| Source: Restamax Oyj
Restamax Plc

STOCK EXCHANGE RELEASE 29 July 2014, 17:00

Decisions made at the Restamax Plc Extraordinary General Meeting

Restamax Plc's Extraordinary General Meeting was held today, 29 July 2014, in
Tampere. The General Meeting confirmed and approved the Board of Directors'
proposals regarding the change of the company's Articles of Association and the
purchase of a major part of Staff Invest Group's labour hire service operations
and certain of its subsidiaries that provide labour hire services.

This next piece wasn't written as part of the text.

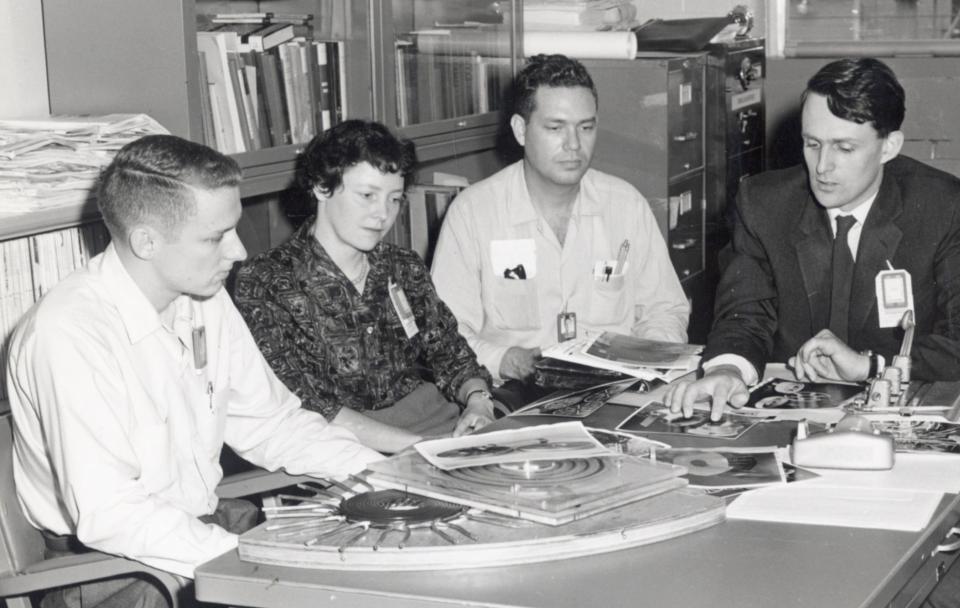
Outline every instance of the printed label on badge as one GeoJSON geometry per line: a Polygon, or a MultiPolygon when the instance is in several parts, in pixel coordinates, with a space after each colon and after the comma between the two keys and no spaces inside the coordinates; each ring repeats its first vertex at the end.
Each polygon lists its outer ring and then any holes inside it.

Attorney-at-Law Heli Piksilä-Rantanen acted as the chair for the General Meeting
and LL.M. Hannu Selin as the secretary.


Change in the company's Articles of Association

The General Meeting approved the change of the company's Articles of Association
by adding labour hire services to Article 2 - Line of business in the following

Article 2 - Line of business

The company is engaged in restaurant operations as well as in planning and
consultancy activities related to the restaurant industry. The company also
engages is labour recruitment, hire, outsourcing and mediation services. The
company may own and control shares in companies engaged in the above-mentioned
lines of business and provide management and other administrative services to
them. The company may grant loans, guarantees and securities to the companies it
owns wholly or partly and see to the supervision of these companies. The company
may own shares and real estate and engage in securities trading and other
investment activities.

Corporate Acquisition

The General Meeting confirmed and approved the Board of Directors' proposal
regarding the purchase ('Corporate Acquisition') and transfer of ownership to
Restamax Plc or one of its subsidiaries of the labour hire services of Staff
Invest Group and certain of the group's subsidiaries engaging in labour hire
services ('Decision').

The General Meeting authorised the Board of Directors to begin implementation of
all required and acceptable measures related to the Corporate Acquisition,
including any modifications, deviations, corrections and changes the Board of
Directors consider necessary or desirable (provided that none of the said
modifications, deviations, corrections or changes essentially change the primary
content of the Corporate Acquisition).

The transfer of ownership of the object of acquisition is estimated to take
place on 1 August 2014, on which date approximately MEUR 7.0 of the Purchase
Price is to be paid in cash. The difference between the current assets and the
borrowed funds of the companies included in the acquisition will be paid to the
vendor by 31 December 2014. The remaining part of the purchase price, MEUR 0.7,
will be paid according to a separate payment plan by 31 August 2016.

Minutes of the General Meeting

The minutes of the General Meeting are available to the shareholders at the
Restamax Plc head office and on the company's website at by the latest
on 12 August 2014.

Additional information:

CEO Markku Virtanen, Restamax Plc, tel. +358 400 836 477
CFO Jarno Suominen, Restamax Plc, tel. +358 40 721 5655


Major media

Restamax Plc is a Finnish restaurant business group established in 1996. The
company has continued to grow steadily throughout its history. The Group
companies comprise approximately 80 restaurants, cafés, pubs and nightclubs all
over Finland. Well-known restaurant concepts of the group include, among others,
Ristorante Bella Roma, Gringos Locos, Viihdemaailma Ilona, Daddy's Diner and
Stefan's Steakhouse. Wayne's Coffee is also a part of the company's portfolio.
Restamax plc employs approximately 900 people, proforma turnover in 2013 was
approximately MEUR 87.0 and EBITDA about MEUR 13.3.